Tala Ashe, Hadi Tabbal, Ava Lalezarzadeh, Marjan Neshat, Pooya Mohseni in English (Photo: Joan Marcus)
The process of learning a new language can be an act of invasion. Shaping your mouth, tongue, and brain for this new form of expression starts to change who you are behind the voice speaking. And learning English in this global economy is becoming less of a choice and sometimes it is a political necessity.
In Sanaz Toossi’s Pulitzer Prize-winning play, English, about students in an English class in Iran, it is hard not feel a profound loss at the end of the play knowing how language creates gaps between people. Her characters frequently find themselves fracturing in ways they did not expect. Knud Adams’s keen direction leads the exceptional company through this subtle minefield of personal and political issues. And like experiencing jetlag you may not quite know the impact of all this carefully executed but strong work until after the play ends.
The students in Marjan’s TOEFL class are contemplating leaving Iran and, for some, speaking English is a requirement for that journey. Roya (a stoic but biting Pooya Mohseni) says her son wants her to come to Canada and live with his family but they are raising their daughter in English, so she must learn English before she comes to live with her granddaughter. Goli (a luminous but vulnerable Ava Lalezarzadeh) is only 18 and she thinks leaning English will help her make university choices. Omid (Hadi Tabbal), who does not seem like he needs much tutoring, is trying to get a green card for Dubai and he needs a good TOEFL score. Elham (a caustic and fierce Tala Ashe) must pass the TOEFL to get admitted into her graduate school in Australia or else she cannot go.
Their teacher, Marjan (Marjan Neshat), spent years living in Manchester and loves English. She liked who she was in English, known to those around her then as Mary. But she also avoids talking about why she came back to Iran and why no one in her family speaks English. She finds a kindred spirit in Omid but there’s a deeper connection with him that she cannot put her finger on and it’s unsettling.
In the play, the actors almost always speak English on stage. When they are meant to be speaking Farsi, this is indicated by an English that is colloquial, fast, and full of varied inflection. When they are meant to be speaking English, it is often accented, halting, and full of pauses. As with many language learners, there is a starkness to their limited English-language vocabulary. Marjan insists on spoken English in class so when they break into Farsi it is usually because they cannot express what they need to say in English.
Set inside a rotating cube, we see the brightly lit, pleasant classroom with its goldenrod curtains (Marjan’s favorite color) lining one wall. When the cube turns, there is a patio outside the classroom where cigarettes are smoked and tossed into planters. It is familiar and inviting and there is a hint of the specific world outside its walls.

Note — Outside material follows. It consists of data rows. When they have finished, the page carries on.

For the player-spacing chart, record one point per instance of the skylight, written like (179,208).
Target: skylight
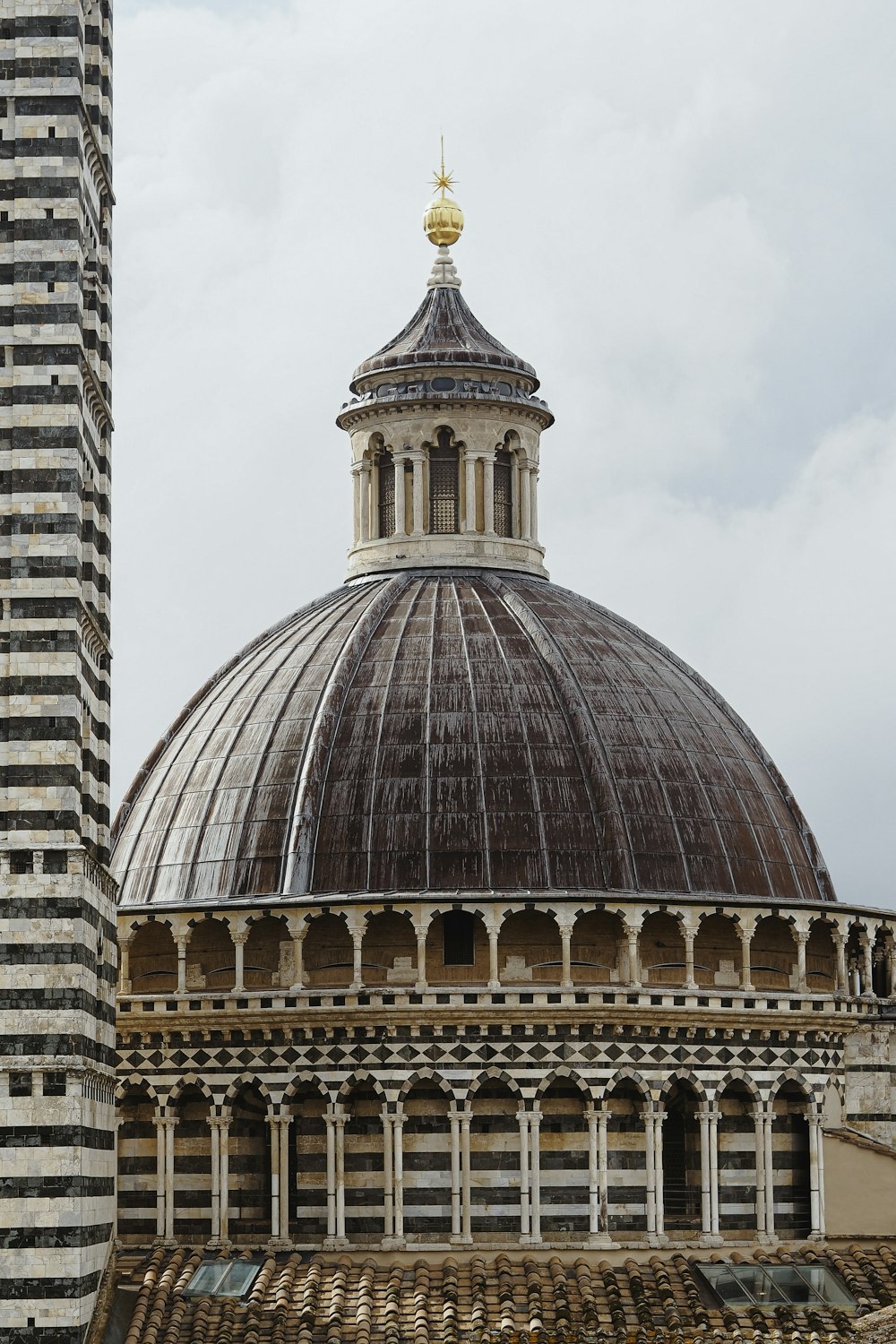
(223,1279)
(777,1285)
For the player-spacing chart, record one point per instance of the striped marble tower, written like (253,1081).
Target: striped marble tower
(58,956)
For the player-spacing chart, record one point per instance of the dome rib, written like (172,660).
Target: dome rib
(460,731)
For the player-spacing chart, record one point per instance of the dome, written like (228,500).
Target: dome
(460,730)
(444,332)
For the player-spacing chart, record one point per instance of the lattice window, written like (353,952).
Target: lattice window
(386,495)
(444,484)
(503,494)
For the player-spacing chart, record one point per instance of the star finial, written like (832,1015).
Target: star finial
(443,179)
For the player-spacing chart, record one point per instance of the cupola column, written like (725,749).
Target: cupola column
(840,948)
(401,521)
(487,492)
(469,489)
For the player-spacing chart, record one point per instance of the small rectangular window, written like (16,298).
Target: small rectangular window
(770,1287)
(458,938)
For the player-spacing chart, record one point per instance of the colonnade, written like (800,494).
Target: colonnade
(861,957)
(599,1175)
(478,492)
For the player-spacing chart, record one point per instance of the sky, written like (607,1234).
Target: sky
(683,212)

For Toosi’s characters, they perform show-and-tell for the class and play games but the play is operating on two levels. The English students have petty classroom squabbles and alliances and conflicts form over their lessons and studies. Elham is angry that she sounds like an idiot in English when she knows she is not an idiot. Goli enthusiastically shares Ricky Martin music which Elham criticizes because he has an accent in English and they are trying to lose theirs. Marjan’s favoritism for Omid starts to rankle the others. But these funny, mean, and mysterious interactions lead to a harder underside to the story.
While opportunities may be gained by speaking English, it has consequences for their Persian identity. By building a bridge to somewhere else, you are leaving a piece of yourself behind you are not sure you can go back to. The “choice” to learn English in a world colonized by the English language is a colonization wolf in sheep’s clothing. It is does not operate with the same obviousness of the forced assimilation of the British banning the Irish from speaking Gaelic in public or Japan banning occupied Koreans from using Korean names and speaking their own language. But that does not mean it is not there.

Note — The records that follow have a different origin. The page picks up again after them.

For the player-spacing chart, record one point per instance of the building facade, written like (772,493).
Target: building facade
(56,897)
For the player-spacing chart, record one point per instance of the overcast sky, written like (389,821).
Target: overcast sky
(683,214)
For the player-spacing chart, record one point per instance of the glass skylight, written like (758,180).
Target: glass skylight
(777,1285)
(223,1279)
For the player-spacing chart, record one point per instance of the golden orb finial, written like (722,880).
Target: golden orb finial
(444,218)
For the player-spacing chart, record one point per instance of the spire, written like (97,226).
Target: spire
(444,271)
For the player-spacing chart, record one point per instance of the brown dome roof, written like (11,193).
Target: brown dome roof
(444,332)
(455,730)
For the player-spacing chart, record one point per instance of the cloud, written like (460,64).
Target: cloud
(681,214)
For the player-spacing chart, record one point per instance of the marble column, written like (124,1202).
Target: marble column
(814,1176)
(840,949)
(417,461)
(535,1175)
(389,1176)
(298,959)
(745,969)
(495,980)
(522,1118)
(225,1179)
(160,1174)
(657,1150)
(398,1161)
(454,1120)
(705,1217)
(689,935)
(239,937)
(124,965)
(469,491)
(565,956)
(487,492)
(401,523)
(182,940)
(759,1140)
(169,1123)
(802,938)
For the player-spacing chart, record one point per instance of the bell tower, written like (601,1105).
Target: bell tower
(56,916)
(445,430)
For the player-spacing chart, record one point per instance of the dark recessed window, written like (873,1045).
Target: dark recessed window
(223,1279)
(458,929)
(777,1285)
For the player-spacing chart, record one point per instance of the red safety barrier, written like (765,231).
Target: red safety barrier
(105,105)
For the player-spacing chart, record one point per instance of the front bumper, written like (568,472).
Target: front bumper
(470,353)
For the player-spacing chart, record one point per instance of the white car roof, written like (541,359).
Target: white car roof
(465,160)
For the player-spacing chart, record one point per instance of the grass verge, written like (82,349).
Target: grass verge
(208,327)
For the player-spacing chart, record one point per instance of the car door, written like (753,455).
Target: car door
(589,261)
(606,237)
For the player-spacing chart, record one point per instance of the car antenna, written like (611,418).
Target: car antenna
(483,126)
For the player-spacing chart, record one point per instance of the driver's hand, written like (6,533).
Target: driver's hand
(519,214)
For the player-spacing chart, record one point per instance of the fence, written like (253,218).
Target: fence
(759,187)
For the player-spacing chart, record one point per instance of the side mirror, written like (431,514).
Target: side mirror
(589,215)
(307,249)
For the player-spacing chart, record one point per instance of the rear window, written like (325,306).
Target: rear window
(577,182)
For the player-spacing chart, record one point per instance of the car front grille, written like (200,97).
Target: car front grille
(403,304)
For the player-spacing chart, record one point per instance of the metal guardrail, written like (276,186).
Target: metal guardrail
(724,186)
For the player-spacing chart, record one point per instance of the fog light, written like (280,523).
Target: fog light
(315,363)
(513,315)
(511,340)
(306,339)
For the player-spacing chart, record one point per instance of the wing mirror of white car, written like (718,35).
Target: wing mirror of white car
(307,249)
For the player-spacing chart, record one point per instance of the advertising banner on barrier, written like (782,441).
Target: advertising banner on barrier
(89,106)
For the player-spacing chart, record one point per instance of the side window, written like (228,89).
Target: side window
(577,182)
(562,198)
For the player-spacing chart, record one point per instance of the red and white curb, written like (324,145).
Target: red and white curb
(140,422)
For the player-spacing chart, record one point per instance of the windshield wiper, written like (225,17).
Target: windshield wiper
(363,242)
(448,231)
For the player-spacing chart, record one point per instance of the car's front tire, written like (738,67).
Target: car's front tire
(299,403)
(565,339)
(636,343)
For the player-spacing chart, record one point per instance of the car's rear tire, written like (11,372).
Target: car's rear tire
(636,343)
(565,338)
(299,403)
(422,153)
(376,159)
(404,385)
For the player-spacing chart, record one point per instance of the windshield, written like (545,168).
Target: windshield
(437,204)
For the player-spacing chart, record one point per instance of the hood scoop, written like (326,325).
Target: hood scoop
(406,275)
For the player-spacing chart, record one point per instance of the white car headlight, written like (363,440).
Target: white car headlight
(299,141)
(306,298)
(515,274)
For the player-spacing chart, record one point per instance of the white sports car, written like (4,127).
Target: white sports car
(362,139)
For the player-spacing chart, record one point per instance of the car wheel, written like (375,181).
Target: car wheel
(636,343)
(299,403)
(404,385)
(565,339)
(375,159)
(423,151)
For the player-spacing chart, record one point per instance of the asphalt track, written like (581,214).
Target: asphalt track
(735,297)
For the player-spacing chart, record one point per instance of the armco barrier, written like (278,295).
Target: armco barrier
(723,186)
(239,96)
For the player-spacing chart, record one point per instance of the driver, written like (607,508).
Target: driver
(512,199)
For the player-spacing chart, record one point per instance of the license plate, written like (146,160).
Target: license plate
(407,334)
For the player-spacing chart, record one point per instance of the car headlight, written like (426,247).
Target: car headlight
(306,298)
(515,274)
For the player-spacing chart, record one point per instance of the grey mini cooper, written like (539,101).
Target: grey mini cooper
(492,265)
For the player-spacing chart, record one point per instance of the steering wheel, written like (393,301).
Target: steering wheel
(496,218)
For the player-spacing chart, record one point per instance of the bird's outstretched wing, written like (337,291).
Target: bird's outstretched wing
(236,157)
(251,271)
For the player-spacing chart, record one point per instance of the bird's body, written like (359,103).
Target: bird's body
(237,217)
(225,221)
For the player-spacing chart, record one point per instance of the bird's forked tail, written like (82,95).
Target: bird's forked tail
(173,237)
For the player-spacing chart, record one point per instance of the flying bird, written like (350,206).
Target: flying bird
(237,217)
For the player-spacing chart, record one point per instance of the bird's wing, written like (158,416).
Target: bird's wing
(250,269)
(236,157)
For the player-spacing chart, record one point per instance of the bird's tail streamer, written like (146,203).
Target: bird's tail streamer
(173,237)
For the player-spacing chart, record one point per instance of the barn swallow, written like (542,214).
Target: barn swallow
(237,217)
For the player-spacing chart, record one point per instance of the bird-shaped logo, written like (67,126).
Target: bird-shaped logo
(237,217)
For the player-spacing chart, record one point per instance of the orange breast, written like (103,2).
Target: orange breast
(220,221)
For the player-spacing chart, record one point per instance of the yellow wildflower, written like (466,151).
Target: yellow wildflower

These characters logically know they are giving themselves options to live a different life if they leave Iran, but whatever they will experience outside of Iran may not be liberation. Who will they become “in English” in a linguistic exile and outside their native Farsi? How will they be perceived? Will they be heard or understood? Toosi’s play is very specific to her Iranian characters but the ripples of the points she is making go broader to immigrants all over the world.

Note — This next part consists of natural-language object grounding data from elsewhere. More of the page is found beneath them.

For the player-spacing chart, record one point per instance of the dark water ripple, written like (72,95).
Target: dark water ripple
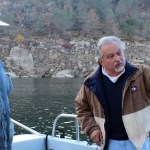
(35,102)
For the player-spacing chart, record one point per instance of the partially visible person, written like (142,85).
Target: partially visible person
(113,104)
(6,126)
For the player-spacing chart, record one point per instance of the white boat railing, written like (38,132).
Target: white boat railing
(54,125)
(67,116)
(24,127)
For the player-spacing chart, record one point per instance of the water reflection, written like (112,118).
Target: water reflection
(35,102)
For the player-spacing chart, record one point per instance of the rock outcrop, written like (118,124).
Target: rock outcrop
(46,57)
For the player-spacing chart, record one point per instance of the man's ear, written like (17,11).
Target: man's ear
(100,61)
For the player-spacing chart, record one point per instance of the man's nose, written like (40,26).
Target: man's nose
(117,58)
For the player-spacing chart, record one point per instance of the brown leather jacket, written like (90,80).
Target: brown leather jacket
(135,107)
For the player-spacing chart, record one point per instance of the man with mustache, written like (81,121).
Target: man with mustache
(113,104)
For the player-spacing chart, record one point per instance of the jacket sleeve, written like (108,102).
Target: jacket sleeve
(84,111)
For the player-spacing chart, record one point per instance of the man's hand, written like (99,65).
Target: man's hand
(96,137)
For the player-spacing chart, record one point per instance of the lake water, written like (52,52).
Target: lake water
(35,102)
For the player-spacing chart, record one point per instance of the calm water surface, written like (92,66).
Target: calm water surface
(35,102)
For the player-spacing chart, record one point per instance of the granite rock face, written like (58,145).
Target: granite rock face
(48,57)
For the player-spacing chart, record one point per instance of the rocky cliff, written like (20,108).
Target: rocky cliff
(46,57)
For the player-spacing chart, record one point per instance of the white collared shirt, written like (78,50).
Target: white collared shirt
(113,79)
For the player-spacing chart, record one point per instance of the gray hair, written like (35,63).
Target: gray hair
(105,41)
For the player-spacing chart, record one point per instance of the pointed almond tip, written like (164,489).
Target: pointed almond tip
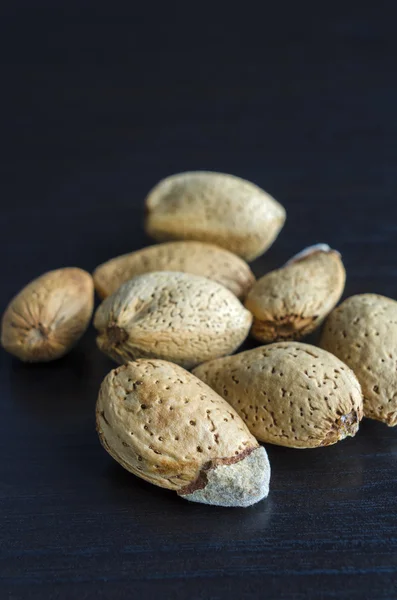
(237,484)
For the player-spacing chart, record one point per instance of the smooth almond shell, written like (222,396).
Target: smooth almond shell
(217,208)
(291,302)
(179,317)
(289,393)
(188,257)
(362,332)
(167,427)
(46,319)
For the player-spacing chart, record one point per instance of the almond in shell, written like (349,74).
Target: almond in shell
(217,208)
(291,302)
(180,317)
(197,258)
(167,427)
(289,393)
(362,332)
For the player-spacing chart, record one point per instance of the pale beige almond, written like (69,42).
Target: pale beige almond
(167,427)
(46,319)
(184,318)
(362,332)
(217,208)
(197,258)
(291,302)
(289,393)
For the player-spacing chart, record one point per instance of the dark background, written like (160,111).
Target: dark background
(97,106)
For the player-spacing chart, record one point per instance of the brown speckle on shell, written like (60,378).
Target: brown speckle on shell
(179,456)
(174,316)
(362,332)
(291,302)
(197,258)
(290,395)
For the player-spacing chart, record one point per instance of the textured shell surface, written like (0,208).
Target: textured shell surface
(180,317)
(49,315)
(362,332)
(217,208)
(167,427)
(291,302)
(197,258)
(289,393)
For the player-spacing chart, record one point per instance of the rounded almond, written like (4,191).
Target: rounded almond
(196,258)
(291,302)
(179,317)
(290,394)
(362,332)
(216,208)
(46,319)
(167,427)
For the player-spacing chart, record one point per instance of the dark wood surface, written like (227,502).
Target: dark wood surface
(97,107)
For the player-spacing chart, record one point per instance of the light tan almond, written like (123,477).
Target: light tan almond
(179,317)
(362,332)
(291,302)
(216,208)
(197,258)
(289,393)
(46,319)
(167,427)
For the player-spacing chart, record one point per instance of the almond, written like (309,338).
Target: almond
(167,427)
(362,332)
(289,393)
(188,257)
(216,208)
(293,301)
(46,319)
(184,318)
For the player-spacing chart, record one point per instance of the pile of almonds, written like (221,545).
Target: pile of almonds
(187,304)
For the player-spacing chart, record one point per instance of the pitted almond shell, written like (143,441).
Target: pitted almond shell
(289,393)
(216,208)
(167,427)
(48,316)
(291,302)
(197,258)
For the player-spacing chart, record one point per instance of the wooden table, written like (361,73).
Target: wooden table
(96,109)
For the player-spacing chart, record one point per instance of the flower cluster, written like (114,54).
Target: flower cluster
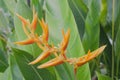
(42,42)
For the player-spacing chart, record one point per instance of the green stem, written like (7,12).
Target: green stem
(113,3)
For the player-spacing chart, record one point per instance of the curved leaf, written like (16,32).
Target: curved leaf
(3,61)
(58,17)
(79,10)
(15,72)
(91,36)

My Italian grandmother, like Roya, was puzzled at her grandchildren’s names with no hint of Italian to them. I was not named Samantha because my grandmother could not pronounce it. But here Roya’s son has chosen a name for his daughter that she cannot pronounce. And those are the crushing bits of this linguistic colonization. You become, in unexpected ways, fractured and separated from your own family. Mothers and sons begin to exist as wholly different people in different languages. Grandmothers and granddaughters can have a sea of language between them such that they are ultimately strangers.
Toossi’s play reveals these heartbreaking moments in what is already a formidable path to forge for immigrants today.